今このアニメを推したいのは、2013年現在の日本の空気を鮮やかに取り込んで、「ヒーローとはなにか」というテーマをこれまでにない形で語りきっているからなのです。
ヒーローのかっこいい活躍を、美麗な作画で観たいなら他のアニメをどうぞ。でもここには、このアニメでしか、このストーリーと登場人物でしか到達できなかった、ヒーローについての「答え」があります。そしてその「答え」は、今現在の日本で、日々働いたり学校へ通ったりしながら、「ヒーローがいてくれたらなあ」「自分がヒーローになれたらなあ」と日々悶々としているぼくたちに暖かく寄り添ってくれるものです。

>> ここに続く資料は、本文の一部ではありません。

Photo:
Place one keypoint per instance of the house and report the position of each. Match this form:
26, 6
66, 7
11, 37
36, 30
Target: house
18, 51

どんなに時代を鮮やかに描いても、ぼくたちの暮らしを反映していても、フィクションはフィクションです。それでも、このアニメはぼくに、明日もまた生きよう、少しでも「世界をアップデートする」ために力を振り絞ろう、と思わせてくれる。
万人がそのようにこのアニメを受け取れるわけではないでしょうが、それでも、少しでも多くの人にこの作品を観てほしい。
声高に訴えたくなるくらいの熱さが、このアニメにはあるのです。*1
■声優がすごい
まずは主人公一ノ瀬はじめを演じた内田真礼がすばらしい。
放送当初、はじめの空気読まない妙なテンションに「イライラする」と反応する視聴者が結構いたようです。なんでも、スタッフ内にも彼女に共感できない、いやそもそも演じた内田真礼自身がはじめを理解できないと相当に迷いながら演じたといいます*2。
ストレートな共感はしてもらえない。でも「この子なら世界を変えてしまうかもしれない」と思わせるような、魅力やカリスマ性を備えていなければならない。妙な鼻歌や、かわいい文具に歓喜するボンクラな雰囲気も交えつつ、ヒーローとしての説得力を見事に獲得してみせた内田さんの演技は必聴であります。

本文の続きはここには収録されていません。